Harry grinned, "Yeah, you're right, we're mates and that means that…" his voice trailed off, as the seed of an idea began to sprout and bloom in his mind, and as it bloomed the pollen of yet more ideas where attracted to it, until the pieces of a plan began to fall into place. "Yes! Yes! I've got it, thank you Sally your ruddy marvellous! Yes!" He leapt off the yellow sofa and pumped the air with his fist.

"Got what, Harry?" Sally said in a small voice. He noticed that Susan and Zacharias where watching him like he was mad.
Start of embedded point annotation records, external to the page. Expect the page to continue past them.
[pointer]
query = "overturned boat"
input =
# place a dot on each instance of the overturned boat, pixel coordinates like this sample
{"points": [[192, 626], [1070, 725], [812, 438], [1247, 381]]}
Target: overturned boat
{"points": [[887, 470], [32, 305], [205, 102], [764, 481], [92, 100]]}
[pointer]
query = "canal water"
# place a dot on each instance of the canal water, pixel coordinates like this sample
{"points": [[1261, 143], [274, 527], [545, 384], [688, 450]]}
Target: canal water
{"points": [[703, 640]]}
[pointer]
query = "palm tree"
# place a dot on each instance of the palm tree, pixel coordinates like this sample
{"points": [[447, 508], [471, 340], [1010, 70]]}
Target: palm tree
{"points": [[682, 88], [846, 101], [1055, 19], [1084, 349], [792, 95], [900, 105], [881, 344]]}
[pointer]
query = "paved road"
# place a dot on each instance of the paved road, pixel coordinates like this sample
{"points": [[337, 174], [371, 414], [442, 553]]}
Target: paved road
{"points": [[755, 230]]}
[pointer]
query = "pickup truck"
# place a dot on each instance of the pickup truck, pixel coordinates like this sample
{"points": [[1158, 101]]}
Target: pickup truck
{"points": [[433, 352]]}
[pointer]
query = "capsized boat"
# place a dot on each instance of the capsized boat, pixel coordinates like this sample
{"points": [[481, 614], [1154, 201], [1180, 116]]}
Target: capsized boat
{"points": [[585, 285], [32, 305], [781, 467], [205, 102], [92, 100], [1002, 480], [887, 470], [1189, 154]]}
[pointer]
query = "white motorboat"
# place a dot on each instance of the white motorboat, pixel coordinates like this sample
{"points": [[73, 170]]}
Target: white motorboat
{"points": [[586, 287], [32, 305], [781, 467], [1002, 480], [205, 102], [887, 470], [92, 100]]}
"Mates! If I can't get close to Vi there are other people who can, I'll work through them. That's stage one, anyway, the temporary measure. Stage two, oh yes, stage two its brilliant. I've been neglecting all this nifty magic we've all got. There has to be some way you can cast protect spells on people. I'll have to go and have a read and find out, to the Library!"

"Harry, it's night time curfew," Sally pointed out.

Harry considered this point for a moment, before he pointed exaggeratedly at the doors, "To the library first thing tomorrow!"

Sally chuckled, "That's a little better."


	7. Please Drop It

Chapter 7: Please Drop It

Harry growled as he slammed shut Alenko's _Elemental Defensive Measures_, "Useless. Bloody Useless."

The other Hufflepuff first years paid him no notice. Harry didn't particularly care. Zacharias did take a moment to look up and say, "Maybe you'd be better served doing your transfiguration essay. You know, the one that's due tomorrow?"

"I'll do it in the morning before lessons," Harry said. "This is more important."

"Of course, because schoolwork is such a nuisance when you're at school isn't it?" Zacharias said acidly, and then lowered his head again to continue scribbling his essay.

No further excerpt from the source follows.